La restauración del complejo arquitectónico era imprescindible, una obligación histórica, a pesar de ser una rehabilitación costosa. De hecho, la inversión no habría sido posible sin la ayuda europea y su mantenimiento resultaría inviable sin la instalación de organismos universitarios o institutos de investigación de financiación internacional. En la misma solución -seguramente la única existente-, radica la gran incógnita sobre su integración ciudadana. Turistas, estudiosos y científicos vendrán a suplir a enfermos, médicos y enfermeras.

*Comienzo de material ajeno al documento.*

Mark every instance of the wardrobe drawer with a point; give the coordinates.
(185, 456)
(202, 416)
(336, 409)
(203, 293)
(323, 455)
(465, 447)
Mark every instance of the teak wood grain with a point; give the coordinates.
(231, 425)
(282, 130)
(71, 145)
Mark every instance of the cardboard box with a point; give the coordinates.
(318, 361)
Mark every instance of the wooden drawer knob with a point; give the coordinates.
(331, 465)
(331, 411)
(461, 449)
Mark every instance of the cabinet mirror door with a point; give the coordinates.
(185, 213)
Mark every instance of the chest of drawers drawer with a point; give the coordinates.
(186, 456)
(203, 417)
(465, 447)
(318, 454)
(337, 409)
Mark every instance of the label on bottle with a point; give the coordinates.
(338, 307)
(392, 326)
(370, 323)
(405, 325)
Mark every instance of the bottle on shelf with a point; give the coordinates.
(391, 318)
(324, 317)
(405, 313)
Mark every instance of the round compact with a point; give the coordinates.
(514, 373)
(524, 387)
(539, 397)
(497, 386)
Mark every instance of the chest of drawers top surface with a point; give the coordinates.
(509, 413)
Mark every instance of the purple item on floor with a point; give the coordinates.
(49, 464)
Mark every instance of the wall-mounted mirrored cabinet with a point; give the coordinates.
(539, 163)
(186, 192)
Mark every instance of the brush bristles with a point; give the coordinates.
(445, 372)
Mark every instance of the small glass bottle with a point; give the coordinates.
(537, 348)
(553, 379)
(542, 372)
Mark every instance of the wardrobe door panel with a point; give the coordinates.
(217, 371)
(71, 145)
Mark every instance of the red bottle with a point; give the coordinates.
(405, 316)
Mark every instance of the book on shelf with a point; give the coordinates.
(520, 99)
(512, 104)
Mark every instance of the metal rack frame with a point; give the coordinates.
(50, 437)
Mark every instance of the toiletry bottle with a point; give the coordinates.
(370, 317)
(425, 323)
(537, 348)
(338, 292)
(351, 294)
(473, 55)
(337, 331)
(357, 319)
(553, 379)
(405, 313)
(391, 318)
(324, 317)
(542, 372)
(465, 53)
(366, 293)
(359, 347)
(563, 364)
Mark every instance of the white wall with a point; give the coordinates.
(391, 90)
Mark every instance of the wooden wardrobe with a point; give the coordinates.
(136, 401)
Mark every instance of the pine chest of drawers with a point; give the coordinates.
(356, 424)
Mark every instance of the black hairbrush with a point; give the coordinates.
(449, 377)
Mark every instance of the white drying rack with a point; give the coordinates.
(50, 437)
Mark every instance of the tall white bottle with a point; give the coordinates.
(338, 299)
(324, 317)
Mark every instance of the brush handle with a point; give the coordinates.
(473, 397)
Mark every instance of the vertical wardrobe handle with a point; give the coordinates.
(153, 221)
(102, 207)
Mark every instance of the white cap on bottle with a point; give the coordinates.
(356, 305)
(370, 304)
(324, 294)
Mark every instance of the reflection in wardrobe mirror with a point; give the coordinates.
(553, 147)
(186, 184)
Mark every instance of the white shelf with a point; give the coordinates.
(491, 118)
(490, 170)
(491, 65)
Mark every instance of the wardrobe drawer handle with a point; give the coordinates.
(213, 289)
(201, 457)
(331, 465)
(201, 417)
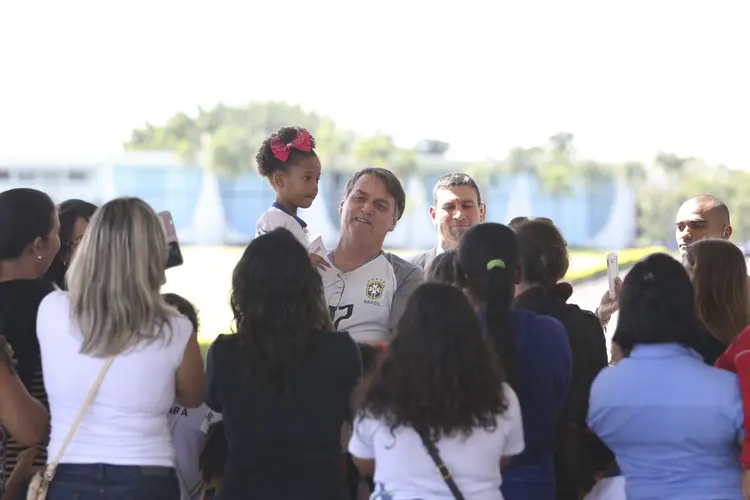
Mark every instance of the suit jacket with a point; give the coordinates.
(424, 260)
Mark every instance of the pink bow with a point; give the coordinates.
(301, 143)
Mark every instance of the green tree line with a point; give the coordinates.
(235, 133)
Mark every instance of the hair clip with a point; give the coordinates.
(495, 263)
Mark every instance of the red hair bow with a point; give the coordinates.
(302, 142)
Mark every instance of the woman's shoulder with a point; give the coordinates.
(55, 300)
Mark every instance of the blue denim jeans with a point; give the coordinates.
(113, 482)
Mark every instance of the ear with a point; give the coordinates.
(278, 179)
(433, 214)
(37, 246)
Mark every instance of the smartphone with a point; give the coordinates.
(613, 271)
(174, 255)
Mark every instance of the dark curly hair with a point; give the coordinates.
(657, 305)
(718, 272)
(439, 373)
(268, 163)
(494, 287)
(543, 252)
(279, 310)
(69, 212)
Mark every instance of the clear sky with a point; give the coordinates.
(628, 78)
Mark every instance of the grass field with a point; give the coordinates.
(205, 280)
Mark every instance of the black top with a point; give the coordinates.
(19, 303)
(709, 347)
(288, 447)
(578, 455)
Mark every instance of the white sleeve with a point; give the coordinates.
(272, 219)
(514, 442)
(361, 442)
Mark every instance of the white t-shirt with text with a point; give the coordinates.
(188, 438)
(368, 301)
(405, 471)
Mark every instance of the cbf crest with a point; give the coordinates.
(375, 288)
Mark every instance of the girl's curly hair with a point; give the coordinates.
(439, 373)
(268, 163)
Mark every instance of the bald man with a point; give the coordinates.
(702, 216)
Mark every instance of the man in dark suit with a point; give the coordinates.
(456, 206)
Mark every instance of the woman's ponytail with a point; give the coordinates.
(500, 293)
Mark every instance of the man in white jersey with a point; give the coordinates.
(456, 206)
(367, 288)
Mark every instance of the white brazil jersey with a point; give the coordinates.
(368, 301)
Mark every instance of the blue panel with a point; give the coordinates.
(168, 188)
(245, 199)
(601, 196)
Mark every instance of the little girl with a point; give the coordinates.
(289, 162)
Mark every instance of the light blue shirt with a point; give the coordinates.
(673, 422)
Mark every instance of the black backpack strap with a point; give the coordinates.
(443, 469)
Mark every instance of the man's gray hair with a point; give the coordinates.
(455, 180)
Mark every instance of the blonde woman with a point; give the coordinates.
(122, 447)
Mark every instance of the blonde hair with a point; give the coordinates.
(115, 277)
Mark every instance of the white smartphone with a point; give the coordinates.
(613, 271)
(174, 257)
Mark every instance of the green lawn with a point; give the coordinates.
(205, 279)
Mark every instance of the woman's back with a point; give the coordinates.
(672, 421)
(406, 471)
(126, 424)
(287, 446)
(543, 373)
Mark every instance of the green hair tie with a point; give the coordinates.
(495, 263)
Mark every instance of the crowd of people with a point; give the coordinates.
(351, 373)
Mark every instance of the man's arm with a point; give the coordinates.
(408, 278)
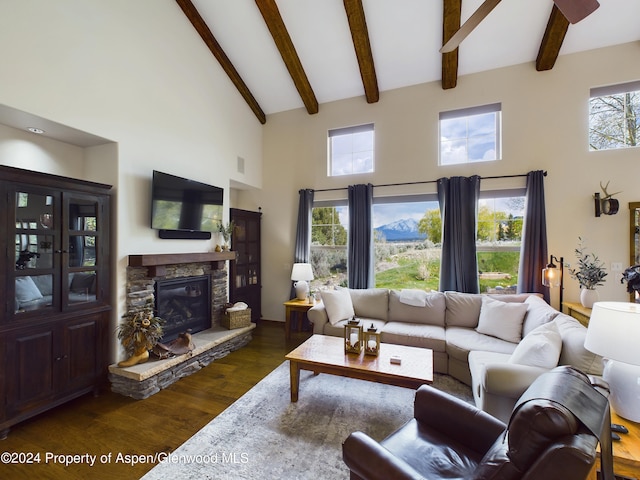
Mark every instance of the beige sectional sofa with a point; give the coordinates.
(473, 336)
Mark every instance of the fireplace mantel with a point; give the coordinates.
(157, 262)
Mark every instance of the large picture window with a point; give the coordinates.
(351, 150)
(614, 116)
(471, 135)
(329, 245)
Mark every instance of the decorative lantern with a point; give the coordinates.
(371, 341)
(353, 336)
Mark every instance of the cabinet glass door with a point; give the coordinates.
(37, 245)
(82, 249)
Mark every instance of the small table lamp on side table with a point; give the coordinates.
(614, 333)
(300, 307)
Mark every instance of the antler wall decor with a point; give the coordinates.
(606, 205)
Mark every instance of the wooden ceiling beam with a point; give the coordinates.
(362, 45)
(205, 33)
(557, 28)
(451, 18)
(276, 26)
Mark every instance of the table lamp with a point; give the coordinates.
(301, 274)
(614, 333)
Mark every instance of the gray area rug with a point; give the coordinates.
(263, 435)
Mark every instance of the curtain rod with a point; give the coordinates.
(423, 182)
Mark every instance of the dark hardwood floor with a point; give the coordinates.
(111, 426)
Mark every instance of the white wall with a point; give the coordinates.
(137, 73)
(544, 128)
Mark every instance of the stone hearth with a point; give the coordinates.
(142, 381)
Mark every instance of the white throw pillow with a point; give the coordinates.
(501, 319)
(540, 348)
(338, 305)
(26, 290)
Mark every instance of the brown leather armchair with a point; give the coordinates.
(552, 435)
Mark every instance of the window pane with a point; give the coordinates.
(614, 120)
(498, 245)
(351, 150)
(329, 247)
(407, 245)
(470, 135)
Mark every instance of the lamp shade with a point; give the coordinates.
(614, 331)
(301, 271)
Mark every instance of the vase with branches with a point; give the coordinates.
(589, 272)
(138, 333)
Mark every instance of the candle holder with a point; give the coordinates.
(372, 341)
(353, 338)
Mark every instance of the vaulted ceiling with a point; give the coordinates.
(286, 54)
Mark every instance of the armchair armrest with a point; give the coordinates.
(460, 421)
(317, 315)
(509, 379)
(369, 460)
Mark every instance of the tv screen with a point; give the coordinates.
(184, 205)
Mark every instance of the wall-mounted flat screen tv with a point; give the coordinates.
(183, 208)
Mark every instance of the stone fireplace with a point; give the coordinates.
(184, 277)
(184, 304)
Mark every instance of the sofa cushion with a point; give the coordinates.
(370, 302)
(431, 314)
(26, 290)
(460, 341)
(540, 348)
(573, 352)
(337, 304)
(463, 309)
(414, 335)
(538, 313)
(501, 319)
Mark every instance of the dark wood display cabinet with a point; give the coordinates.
(55, 290)
(244, 283)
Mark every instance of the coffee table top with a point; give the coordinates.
(328, 351)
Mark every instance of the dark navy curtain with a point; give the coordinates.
(458, 198)
(533, 251)
(302, 253)
(360, 245)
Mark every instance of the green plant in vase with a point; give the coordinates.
(138, 333)
(589, 273)
(226, 231)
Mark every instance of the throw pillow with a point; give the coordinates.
(540, 348)
(26, 290)
(501, 319)
(338, 305)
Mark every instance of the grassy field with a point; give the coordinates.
(405, 266)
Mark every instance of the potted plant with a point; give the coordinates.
(589, 273)
(139, 333)
(226, 231)
(632, 276)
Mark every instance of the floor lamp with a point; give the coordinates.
(614, 334)
(553, 277)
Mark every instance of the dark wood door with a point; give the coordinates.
(30, 369)
(245, 281)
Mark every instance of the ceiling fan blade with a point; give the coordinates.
(576, 10)
(472, 22)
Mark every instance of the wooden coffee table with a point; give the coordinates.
(325, 354)
(626, 452)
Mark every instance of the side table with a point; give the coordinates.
(577, 311)
(300, 307)
(626, 451)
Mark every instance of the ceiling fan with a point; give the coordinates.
(573, 10)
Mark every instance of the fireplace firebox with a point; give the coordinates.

El cambio es a mejor, sin duda; pero, y ¿los barceloneses sanos, alejados hasta ahora del lugar por los virus y la valla protectora, cómo vivirán este inminente Sant Pau patrimonial? La comunidad científica asociada al nuevo centro sanitario construido junto a la ronda del Guinardó, la que hay y la que podría venir, debe trabajar en el recinto modernista. Pero es conocida la aversión de investigadores, profesores y técnicos de disciplinas académicas o urbanísticas respecto del ruido ciudadano. Con el turismo no podrán; será una fuente de ingresos innegociable para los gestores del complejo. Por contra, los barceloneses lo podríamos tener peor para disfrutar de este patrimonio universal.
La biblioteca provincial
Fue una lástima que en su momento no prosperara la idea de instalar en algunos de los pabellones liberados de este recinto la biblioteca provincial que el Estado debe pagar en Barcelona, como hace en todas las provincias. El Born ganó la partida momentáneamente, hasta que las piedras sagradas del 1714 desaconsejaron el proyecto, finalmente previsto para la Estació de França, aunque algo olvidado, según parece.
De haberse decidido por la ubicación modernista, la biblioteca habría actuado como foco de vida ciudadana, atracción de estudiantes, lectores y curiosos en general, además de seguir con la tradición de legar a la cultura el espacio inservible para la actividad médica. Así ocurrió cuando la institución de la Santa Creu abandonó el barrio gótico para renacer en las cercanías del Guinardó: las viejas piedras del siglo XV acogieron a la Biblioteca de Catalunya. Pero en el siglo XXI no funcionó la permuta de camas por libros.
Por otra parte, seguramente el patronato podría haber arriesgado algo del dinero ingresado por su patrimonio inmobiliario para asegurarse que entre los nuevos inquilinos de los excepcionales pabellones hubiera algunas instituciones y entidades ciudadanas que permitieran aportar vitalidad barcelonesa al escenario. Esta presencia no debería de ser incompatible con un uso más sofisticado y prestigioso como el que ya está comprometido. Quizá más adelante esto sea viable. De momento, y sin matices, la rehabilitación de Sant Pau es una gran noticia para Barcelona.